Racial Differences Among Recipients of Staff-Initiated CPR in Outpatient Dialysis Clinics

Session Information

Category: Dialysis

  • 701 Dialysis: Hemodialysis and Frequent Dialysis

Authors

  • Hofacker, Samuel A., Duke University School of Medicine, Durham, North Carolina, United States
  • Dupre, Matthew, Duke University School of Medicine, Durham, North Carolina, United States
  • Vellano, Kimberly, Emory University, Atlanta, Georgia, United States
  • Mcnally, Bryan, Emory University, Atlanta, Georgia, United States
  • Svetkey, Laura P., Duke University School of Medicine, Durham, North Carolina, United States
  • Pun, Patrick H., Duke University School of Medicine, Durham, North Carolina, United States
Background

Sudden cardiac arrest is the leading cause of death among hemodialysis patients. Despite practice guidelines recommending basic life support training for all hemodialysis clinic staff, rates of staff-initiated CPR are sub-optimal.

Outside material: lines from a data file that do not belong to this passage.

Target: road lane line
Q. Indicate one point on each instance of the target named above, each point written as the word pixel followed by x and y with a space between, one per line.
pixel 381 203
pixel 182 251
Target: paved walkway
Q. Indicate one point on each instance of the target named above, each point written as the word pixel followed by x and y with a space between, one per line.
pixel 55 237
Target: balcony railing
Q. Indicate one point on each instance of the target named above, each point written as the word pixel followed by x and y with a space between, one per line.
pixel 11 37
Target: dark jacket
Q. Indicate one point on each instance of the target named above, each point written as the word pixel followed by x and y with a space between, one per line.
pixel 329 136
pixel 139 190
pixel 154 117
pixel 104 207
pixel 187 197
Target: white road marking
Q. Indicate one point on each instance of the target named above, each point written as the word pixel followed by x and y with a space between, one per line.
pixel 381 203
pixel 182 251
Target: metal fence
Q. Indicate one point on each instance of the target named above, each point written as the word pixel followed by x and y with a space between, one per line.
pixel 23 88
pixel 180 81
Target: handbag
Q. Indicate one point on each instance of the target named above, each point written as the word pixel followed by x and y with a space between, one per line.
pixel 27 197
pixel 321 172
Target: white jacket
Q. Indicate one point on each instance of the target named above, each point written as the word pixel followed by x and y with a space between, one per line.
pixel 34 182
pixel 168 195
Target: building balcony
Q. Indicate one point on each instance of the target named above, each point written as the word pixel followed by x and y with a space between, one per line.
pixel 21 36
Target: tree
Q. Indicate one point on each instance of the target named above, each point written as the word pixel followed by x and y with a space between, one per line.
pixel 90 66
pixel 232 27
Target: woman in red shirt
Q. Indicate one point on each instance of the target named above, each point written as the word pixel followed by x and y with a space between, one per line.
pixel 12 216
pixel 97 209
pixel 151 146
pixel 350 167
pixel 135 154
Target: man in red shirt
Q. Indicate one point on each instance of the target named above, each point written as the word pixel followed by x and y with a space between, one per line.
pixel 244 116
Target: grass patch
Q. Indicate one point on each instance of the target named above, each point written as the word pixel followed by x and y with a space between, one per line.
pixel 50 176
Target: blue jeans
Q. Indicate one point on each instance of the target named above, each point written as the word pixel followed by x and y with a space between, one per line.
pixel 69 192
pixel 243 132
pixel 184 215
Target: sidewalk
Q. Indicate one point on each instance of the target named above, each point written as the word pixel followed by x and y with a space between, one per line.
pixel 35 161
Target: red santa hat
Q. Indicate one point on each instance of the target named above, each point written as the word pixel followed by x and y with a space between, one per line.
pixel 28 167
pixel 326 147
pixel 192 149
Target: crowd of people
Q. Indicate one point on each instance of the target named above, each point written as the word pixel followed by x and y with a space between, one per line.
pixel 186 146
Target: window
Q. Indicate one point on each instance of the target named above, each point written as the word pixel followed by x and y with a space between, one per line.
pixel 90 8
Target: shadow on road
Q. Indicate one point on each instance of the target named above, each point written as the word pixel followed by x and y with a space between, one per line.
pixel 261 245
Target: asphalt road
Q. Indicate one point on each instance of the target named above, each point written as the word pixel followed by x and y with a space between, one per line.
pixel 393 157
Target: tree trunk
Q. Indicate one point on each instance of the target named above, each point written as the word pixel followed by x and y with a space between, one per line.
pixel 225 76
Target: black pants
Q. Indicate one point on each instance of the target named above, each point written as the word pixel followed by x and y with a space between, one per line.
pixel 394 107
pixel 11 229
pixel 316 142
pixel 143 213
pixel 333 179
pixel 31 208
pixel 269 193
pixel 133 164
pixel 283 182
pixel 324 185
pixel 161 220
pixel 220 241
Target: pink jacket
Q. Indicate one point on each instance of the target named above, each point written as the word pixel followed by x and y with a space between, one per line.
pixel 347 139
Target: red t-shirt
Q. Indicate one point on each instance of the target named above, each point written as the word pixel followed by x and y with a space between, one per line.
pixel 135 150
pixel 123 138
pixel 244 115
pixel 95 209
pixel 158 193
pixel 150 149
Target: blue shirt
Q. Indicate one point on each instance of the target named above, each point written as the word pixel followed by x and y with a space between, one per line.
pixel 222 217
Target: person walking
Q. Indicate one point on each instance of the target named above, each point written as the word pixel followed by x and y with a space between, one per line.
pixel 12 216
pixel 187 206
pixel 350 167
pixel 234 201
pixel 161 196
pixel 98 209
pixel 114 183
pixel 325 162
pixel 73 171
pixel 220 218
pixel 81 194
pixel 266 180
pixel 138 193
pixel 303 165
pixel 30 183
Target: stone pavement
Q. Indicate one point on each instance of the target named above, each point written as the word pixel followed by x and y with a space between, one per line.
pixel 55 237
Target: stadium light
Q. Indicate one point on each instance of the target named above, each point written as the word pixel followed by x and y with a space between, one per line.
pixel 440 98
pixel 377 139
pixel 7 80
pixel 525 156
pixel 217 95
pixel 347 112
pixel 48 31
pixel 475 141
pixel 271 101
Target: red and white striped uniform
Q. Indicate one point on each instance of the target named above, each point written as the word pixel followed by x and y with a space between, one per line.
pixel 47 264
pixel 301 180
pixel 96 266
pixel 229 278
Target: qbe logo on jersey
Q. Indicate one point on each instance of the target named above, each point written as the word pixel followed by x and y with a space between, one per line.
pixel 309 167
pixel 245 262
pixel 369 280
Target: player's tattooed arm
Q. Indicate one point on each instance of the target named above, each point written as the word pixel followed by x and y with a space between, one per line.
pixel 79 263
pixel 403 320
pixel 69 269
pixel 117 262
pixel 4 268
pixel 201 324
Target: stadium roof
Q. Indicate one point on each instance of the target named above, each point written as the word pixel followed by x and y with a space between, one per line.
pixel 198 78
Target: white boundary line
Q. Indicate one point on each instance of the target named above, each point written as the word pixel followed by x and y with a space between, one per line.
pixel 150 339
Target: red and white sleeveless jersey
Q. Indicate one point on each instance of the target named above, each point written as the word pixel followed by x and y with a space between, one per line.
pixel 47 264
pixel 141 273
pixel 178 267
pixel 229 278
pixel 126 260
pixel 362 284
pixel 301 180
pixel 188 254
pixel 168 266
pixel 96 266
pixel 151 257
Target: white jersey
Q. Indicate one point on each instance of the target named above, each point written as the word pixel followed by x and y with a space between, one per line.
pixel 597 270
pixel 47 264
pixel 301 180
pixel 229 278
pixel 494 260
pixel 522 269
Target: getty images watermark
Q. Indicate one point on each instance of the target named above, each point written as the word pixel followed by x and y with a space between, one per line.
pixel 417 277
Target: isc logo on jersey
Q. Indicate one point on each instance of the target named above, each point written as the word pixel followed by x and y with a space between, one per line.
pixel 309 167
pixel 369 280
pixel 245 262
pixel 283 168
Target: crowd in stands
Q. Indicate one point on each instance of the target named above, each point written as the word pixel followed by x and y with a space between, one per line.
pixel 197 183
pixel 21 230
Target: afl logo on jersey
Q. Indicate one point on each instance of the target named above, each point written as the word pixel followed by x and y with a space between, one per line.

Little is known about whether patient and clinic characteristics are associated with lower rates of dialysis staff-initiated CPR.

Methods

We examined data in the Cardiac Arrest Registry to Enhance Survival, a national surveillance registry with data submitted from 23 statewide registries and 70 additional communities, along with dialysis clinic data from the Centers for Medicare & Medicaid Services to identify cardiac arrests in outpatient hemodialysis clinics as well as characteristics of the rescue response between 2013 and 2017. Using multivariable logistic regression, we examined the likelihood of receiving dialysis staff-initiated CPR based on patient and dialysis clinic characteristics.

Results

Of the 1,581 patients who experienced cardiac arrest in hemodialysis clinics, 88.0% received staff-initiated CPR. 91.1% of White and 84.8% of Black patients received staff-initiated CPR (p=0.009). After accounting for patient age and sex, clinic characteristics, dialysis clinic neighborhood characteristics, and U.S. region (see Table), Black patients remained significantly less likely to receive staff-initiated CPR than White patients (aOR 0.45, 95% CI, 0.28 to 0.73). There was no relationship between patient race and dialysis staff automated external defibrillator application.

Conclusion

Black patients are significantly less likely than White patients to receive staff-initiated CPR during cardiac arrest in dialysis clinics across the US. Further understanding of resuscitation practices in dialysis clinics is necessary to address this finding.